I need to compare two files. One file may be longer than the other and I need to check to see if the longer file contains all of the data of the shorter file. I could do a binary compare of the two something like this:
function compareFiles($file_a, $file_b){
if (filesize($file_a) > filesize($file_b)){
$fp_a = fopen($file_b, 'rb');
$fp_b = fopen($file_a, 'rb');
} else { // filesize($file_b) > filesize($file_a)
$fp_a = fopen($file_a, 'rb');
$fp_b = fopen($file_b, 'rb');
}
while (($b = fread($fp_a, 4096)) !== false){
$b_b = fread($fp_b, 4096);
if ($b !== $b_b){
fclose($fp_a);
fclose($fp_b);
return false;
}
}
fclose($fp_a);
fclose($fp_b);
return true;
}
but this would be slow. As an alternative, I could compare the SHA1 hash of the smaller file against the SHA1 hash of the larger file up and until the size of the smaller file, something like this:
function compareFiles($file_a, $file_b){
$tmpfile = '/dev/shm/tmp_file_copy.bin';
if (filesize($file_a) > filesize($file_b)){
$readfromfile = $file_b;
$bytes_to_copy = filesize($file_b);
} else {
$readfromfile = $file_a
$bytes_to_copy = filesize($file_a);
}
$readfile = fopen($readfromfile, 'rb');
$writefile = fopen($tmpfile, 'wb');
while (!feof($readfile) && $bytes_to_copy> 0) {
if ($bytes_to_copy <= 8192) {
$contents = fread($readfile, $bytes_to_copy);
$bytes_to_copy = 0;
} else {
$contents = fread($readfile, 8192);
$bytes_to_copy =- 8192;
}
fwrite($writefile, $contents);
}
fclose($writefile);
fclose($readfile);
$result = sha1_file($readfromfile = $file_a ? $file_b : $file_a) === sha1_file($tmpfile);
unlink($tmpfile);
return $result;
}
but I fear that this would also be slow as it involves a lot of I/O (to /dev/shm).
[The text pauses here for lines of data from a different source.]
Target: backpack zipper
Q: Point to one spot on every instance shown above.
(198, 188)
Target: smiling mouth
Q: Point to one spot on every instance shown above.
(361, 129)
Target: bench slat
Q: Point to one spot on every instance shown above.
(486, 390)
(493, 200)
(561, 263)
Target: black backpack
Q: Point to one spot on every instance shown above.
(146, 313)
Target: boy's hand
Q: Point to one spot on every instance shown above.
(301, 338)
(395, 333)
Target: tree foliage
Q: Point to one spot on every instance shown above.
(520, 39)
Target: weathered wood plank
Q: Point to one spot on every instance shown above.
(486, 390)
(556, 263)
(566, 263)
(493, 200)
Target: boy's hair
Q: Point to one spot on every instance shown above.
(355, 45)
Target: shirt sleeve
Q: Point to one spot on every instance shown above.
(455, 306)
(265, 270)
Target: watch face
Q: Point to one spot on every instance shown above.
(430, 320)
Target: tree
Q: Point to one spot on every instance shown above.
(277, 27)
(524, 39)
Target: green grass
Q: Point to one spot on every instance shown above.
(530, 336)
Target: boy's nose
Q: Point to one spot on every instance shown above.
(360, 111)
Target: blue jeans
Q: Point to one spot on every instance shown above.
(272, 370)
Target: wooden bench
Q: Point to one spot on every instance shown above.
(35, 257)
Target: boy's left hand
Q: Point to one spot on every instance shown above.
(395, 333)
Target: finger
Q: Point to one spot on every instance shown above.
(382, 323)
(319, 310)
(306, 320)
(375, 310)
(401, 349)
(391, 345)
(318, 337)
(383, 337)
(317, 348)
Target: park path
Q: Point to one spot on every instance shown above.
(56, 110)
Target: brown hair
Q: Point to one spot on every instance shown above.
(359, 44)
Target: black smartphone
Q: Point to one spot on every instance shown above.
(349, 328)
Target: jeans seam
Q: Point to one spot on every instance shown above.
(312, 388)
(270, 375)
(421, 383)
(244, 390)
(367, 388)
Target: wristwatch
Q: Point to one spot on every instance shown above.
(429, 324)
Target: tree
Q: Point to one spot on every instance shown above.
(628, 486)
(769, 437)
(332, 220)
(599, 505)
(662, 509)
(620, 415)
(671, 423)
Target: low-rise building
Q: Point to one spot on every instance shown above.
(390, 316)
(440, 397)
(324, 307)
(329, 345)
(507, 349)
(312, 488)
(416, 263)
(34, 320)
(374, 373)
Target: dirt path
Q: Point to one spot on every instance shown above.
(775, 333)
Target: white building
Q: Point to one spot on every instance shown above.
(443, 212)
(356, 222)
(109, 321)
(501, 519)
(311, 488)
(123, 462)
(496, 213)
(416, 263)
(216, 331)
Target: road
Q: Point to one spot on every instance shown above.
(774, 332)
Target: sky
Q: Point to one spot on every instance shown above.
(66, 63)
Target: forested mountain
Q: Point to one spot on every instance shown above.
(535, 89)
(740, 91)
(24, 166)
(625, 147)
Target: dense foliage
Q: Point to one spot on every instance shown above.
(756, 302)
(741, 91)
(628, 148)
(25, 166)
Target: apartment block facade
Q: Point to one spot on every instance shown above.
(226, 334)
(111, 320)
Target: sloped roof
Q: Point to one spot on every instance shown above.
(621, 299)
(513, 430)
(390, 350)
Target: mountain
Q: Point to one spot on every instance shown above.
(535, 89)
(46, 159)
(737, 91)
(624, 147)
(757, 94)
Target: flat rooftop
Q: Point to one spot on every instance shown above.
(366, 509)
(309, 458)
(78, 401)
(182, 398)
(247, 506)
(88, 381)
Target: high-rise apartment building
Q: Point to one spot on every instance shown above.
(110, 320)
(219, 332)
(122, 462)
In short, I'm looking for a better way...
Hashing the files in this case will only be slower. Consider the following case.
File A.txt
contents:
AAAAAAAAAAAAAAAAAAAAAAAAAAAAAAAAAAAAAAAAAA
File B.txt
contents:
AAAAAAAAAAAAAAAAAAAAABBBBBBBBBB
Note that A.txt
is 40 characters total, 10 characters longer than B.txt
at 30 characters
How much I/O do we have to do on each file to determine if A.txt
contains all of B.txt
? 40 bytes? 30 bytes? No, the answer is only 20 bytes, because that's how much the two files share have in common. You stream each file one byte (or chunk of bytes) at a time and compare them as you go. The results of such a comparison looks like this:
A.txt: AAAAAAAAAAAAAAAAAAAAAAAAAAAAAAAAAAAAAAAAAA
B.txt: AAAAAAAAAAAAAAAAAAAAABBBBBBBBBB
Stream ---------------------^
Result ✓✓✓✓✓✓✓✓✓✓✓✓✓✓✓✓✓✓✓✓✓X
And then you stop. Why compare the rest?
If you hash both files, you have to have the whole contents in memory to compute the hash. Even if you hash them in chunks while streaming them into memory, which do you think is faster: comparing each byte from each file or hashing the chunk? The complexity of the comparison is O(number of bytes)
whereas the complexity of the SHA-1 hash algorithm is specified by RFC 3174.